The nonprofit company, dubbed Civica Rx, was first announced in early 2018, and has gained a lot of attention for its promise of a cheaper and more reliable supply of crucial medicines. In total, 800 hospitals from more than 20 health systems have joined the effort.
Now, Civica has picked its first supplier: Xellia Pharmaceuticals. Xellia, based in Copenhagen, will make antibiotics for the hospitals in Civica’s network, including vancomycin and daptomycin, according to a statement. Overall, Civica has committed to making 14 different drugs this year.
The hospitals that are part of Civica agreed to purchase the drugs for five years from Xellia, and will receive the drugs by the third quarter of this year. The antibiotics business can be difficult for manufacturers if they’re not sure how much of their products hospitals will want to buy.
“What we offer these manufacturers is certainty,” Civica CEO Martin VanTrieste told Business Insider.

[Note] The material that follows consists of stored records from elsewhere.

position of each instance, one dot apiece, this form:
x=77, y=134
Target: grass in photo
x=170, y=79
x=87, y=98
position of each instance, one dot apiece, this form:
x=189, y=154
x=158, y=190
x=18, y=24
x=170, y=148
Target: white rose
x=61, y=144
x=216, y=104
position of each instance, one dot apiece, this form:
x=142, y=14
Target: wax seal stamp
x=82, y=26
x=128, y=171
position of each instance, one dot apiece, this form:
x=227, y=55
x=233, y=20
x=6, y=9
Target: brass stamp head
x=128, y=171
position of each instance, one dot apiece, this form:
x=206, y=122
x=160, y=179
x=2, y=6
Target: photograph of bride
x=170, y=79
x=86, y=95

Read more: Hospital groups and the VA are trying to upend the generic drug business
Civica’s priorities include making essential medicines that have been on the FDA drug shortage list and taking on decades-old drugs that have artificially higher prices because there’s no competition to make them.

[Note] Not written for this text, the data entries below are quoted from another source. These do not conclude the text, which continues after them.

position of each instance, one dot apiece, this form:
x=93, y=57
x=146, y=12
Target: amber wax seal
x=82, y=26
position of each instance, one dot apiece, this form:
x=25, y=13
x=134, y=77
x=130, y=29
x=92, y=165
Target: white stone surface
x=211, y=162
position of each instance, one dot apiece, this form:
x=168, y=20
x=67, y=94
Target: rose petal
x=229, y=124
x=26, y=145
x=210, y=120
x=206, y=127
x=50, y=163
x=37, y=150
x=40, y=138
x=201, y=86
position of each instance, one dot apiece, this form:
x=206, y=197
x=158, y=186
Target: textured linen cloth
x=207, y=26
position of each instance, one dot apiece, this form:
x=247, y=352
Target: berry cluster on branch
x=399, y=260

In some cases, companies made business choices that led to shortages, such as giving up on unprofitable drugs. Other drug shortages are related to manufacturing problems. In other cases, a drug is only being produced by a single manufacturer, which can lead to price hikes. There’s also been a consolidation of the manufacturers that produce generic drugs.
For years, health systems have been on the hook for skyrocketing drug prices for injections or drugs delivered through IV solutions. As of Tuesday, there were 205 drugs currently facing shortages, according to the American Society of Health-System Pharmacists. Those shortages include everything from bags of saline solution to common antibiotics – including vancomycin and daptomycin – and a type of epidural used for pregnant women during childbirth.
Vancomycin and daptomycin can be given through an IV and are used to treat potentially deadly infections. Civica has given a commitment to Xellia that it’ll purchase the antibiotics for its member hospitals for the next five years.